Employers failing to strictly comply with FCRA requirements in conducting background checks continue to face expensive consequences. On November 16, 2018, the United States District Court for the Southern District of California approved a $1.2 million settlement of a class action lawsuit alleging violations of the FCRA filed against the popular pet supplies chain Petco.

The FCRA requires employers conducting background checks on job applicants and employees to provide a written disclosure stating that a consumer report may be obtained for employment purposes, and to obtain written authorization from the job applicant or employee to obtain the report. The disclosure must be made “in a document that consists solely of the disclosure,” which is commonly known as the “stand-alone” disclosure requirement.

If after obtaining a consumer report the employer decides to take an adverse employment action (such as declining to hire a job applicant or firing an employee) because of the report, the employer must, prior to taking any adverse action, provide the person subject to the adverse action with a copy of the consumer report and a written summary of consumer rights. After the employer gives the person an opportunity to respond, it must, among other things, give notice of the adverse action and the person’s right to dispute the accuracy of the consumer report.

The Petco settlement applied to two categories of employees and prospective employees. The “Disclosure Class” consisted of more than 37,000 people who completed job applications that allegedly did not comply with the FCRA “stand-alone” disclosure requirement. The disclosure form on the application contained so-called extraneous information other than the disclosure and was allegedly embedded within the employment application. Within the Disclosure Class was the “Adverse Action Subclass,” which consisted of approximately 52 people who alleged that Petco took an adverse employment action after obtaining a consumer report without providing the required notice, a copy of the consumer report, and an opportunity to cure any inaccuracies.

Of the $1.2 million Petco agreed to pay to settle the case, about $20 will be paid to each member of the Disclosure Class, an additional $150 will be paid to each member of the Adverse Action Subclass, $10,000 will be paid to the lead plaintiffs as an incentive award, and the remaining amount of approximately $430,000 will cover attorneys’ fees, costs, and payment to the settlement administrator.
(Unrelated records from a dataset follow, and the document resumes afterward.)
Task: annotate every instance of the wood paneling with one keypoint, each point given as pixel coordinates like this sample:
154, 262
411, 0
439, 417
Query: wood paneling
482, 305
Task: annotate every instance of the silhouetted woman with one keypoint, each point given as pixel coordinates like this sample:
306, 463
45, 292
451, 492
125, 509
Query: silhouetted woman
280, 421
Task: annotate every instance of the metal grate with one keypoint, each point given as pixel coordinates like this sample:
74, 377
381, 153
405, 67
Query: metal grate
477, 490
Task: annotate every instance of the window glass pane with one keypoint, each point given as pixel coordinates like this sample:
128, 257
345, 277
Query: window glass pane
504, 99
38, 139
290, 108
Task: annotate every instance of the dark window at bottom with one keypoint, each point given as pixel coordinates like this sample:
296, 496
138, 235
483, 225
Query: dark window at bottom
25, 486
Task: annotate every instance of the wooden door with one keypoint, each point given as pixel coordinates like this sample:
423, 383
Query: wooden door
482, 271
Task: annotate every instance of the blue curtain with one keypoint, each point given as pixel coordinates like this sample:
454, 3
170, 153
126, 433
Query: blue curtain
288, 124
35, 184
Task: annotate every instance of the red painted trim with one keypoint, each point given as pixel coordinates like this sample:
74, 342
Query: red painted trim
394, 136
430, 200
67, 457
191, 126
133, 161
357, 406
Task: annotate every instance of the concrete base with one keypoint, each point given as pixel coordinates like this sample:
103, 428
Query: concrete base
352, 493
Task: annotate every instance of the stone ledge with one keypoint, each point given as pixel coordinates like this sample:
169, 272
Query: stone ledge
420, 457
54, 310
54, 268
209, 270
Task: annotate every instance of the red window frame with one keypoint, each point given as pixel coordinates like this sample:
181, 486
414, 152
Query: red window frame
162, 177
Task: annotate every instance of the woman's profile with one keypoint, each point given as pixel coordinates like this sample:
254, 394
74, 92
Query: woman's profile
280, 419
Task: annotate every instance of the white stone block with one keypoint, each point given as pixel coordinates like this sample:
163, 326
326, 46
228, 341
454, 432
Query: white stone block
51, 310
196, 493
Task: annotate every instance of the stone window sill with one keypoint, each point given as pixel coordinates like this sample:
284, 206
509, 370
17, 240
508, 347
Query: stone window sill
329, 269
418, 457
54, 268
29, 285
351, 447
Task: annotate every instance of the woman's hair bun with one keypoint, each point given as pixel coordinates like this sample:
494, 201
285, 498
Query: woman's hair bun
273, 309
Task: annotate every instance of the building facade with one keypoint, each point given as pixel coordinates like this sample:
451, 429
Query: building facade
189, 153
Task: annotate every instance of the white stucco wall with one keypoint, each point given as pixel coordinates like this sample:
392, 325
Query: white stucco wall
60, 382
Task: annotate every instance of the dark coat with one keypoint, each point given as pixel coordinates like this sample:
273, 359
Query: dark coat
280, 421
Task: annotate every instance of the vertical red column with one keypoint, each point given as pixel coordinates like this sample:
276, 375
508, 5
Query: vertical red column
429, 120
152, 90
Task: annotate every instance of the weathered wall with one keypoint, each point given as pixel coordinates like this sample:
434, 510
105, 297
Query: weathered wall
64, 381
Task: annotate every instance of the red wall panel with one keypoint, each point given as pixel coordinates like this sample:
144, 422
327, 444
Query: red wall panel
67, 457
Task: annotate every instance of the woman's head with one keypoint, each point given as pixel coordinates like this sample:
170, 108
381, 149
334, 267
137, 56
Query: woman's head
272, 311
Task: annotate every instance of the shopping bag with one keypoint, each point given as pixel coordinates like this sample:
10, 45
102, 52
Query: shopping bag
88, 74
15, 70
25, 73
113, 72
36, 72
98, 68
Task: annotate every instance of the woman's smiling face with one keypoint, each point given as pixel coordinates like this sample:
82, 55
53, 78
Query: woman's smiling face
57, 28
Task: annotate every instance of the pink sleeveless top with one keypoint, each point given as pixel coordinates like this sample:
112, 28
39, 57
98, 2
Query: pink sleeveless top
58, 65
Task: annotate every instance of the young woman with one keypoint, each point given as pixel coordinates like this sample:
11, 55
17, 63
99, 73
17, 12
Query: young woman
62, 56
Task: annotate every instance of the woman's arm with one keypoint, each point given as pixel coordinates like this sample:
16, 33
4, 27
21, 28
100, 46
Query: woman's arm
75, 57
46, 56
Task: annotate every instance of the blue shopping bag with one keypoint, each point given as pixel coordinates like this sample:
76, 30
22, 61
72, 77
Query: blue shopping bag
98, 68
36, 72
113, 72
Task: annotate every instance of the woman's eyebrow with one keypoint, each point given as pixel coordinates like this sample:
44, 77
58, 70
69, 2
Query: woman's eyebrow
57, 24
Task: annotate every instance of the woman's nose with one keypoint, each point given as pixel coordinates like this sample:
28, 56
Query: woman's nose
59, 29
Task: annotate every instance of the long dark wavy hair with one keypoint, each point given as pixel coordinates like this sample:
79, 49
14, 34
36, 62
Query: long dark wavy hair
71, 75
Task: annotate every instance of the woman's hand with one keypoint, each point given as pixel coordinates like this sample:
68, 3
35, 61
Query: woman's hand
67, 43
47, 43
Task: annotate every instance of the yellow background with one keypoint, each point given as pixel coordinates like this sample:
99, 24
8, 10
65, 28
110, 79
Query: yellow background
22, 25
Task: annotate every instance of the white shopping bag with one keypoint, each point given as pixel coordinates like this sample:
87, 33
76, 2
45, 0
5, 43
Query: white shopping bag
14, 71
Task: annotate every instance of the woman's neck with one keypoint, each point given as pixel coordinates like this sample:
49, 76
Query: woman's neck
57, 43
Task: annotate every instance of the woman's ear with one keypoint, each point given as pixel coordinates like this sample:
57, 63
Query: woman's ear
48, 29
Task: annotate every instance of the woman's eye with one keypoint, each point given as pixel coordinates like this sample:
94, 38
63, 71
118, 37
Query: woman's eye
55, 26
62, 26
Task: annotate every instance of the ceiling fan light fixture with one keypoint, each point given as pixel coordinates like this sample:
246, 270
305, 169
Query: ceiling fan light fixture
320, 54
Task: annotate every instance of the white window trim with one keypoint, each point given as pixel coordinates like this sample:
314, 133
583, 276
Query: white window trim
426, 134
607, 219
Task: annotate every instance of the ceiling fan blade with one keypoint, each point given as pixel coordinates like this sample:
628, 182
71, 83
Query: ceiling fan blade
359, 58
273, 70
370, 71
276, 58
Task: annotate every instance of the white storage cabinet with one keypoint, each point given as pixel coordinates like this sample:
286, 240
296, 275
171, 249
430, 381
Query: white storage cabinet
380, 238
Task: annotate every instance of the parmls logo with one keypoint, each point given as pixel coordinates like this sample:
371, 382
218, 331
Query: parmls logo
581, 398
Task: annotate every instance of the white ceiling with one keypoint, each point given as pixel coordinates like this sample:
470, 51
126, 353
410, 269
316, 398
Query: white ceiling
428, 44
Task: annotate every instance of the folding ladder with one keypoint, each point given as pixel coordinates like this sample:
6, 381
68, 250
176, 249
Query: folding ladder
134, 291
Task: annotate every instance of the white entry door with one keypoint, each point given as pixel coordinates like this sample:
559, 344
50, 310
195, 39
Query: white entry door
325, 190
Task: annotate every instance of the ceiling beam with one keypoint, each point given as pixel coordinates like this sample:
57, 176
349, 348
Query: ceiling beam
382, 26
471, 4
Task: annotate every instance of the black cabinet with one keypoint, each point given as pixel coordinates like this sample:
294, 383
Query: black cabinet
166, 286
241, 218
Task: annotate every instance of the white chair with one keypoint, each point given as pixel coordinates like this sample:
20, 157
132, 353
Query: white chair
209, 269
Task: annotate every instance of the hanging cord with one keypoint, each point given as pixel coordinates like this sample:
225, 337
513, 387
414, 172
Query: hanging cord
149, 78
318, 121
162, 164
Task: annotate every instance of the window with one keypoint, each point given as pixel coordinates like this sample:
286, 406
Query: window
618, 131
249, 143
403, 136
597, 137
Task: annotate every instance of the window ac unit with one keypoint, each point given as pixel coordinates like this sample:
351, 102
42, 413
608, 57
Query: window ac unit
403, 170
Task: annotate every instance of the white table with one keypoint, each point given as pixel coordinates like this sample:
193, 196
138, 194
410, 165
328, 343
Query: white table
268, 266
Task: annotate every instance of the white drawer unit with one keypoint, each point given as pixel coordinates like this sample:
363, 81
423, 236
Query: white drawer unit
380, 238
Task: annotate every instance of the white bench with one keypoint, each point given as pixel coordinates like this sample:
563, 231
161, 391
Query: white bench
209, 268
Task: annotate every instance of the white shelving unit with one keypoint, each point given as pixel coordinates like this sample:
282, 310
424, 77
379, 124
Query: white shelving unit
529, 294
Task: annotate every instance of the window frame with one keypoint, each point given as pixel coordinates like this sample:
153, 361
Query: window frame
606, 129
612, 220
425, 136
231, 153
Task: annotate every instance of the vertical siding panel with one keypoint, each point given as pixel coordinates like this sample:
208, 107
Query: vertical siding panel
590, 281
Employers should review their background check procedures and ensure compliance with all disclosure, authorization, and notice requirements under the FCRA to avoid significant legal and financial consequences. An individual bringing a private right of action against an employer may be entitled to actual damages, a fine of up to $1,000 per violation, attorneys’ fees, court costs, and punitive damages. The FTC or other federal agencies may also bring an action to enforce the FCRA against an employer. Civil penalties for violations in actions brought by the FTC are currently $3,895 per violation.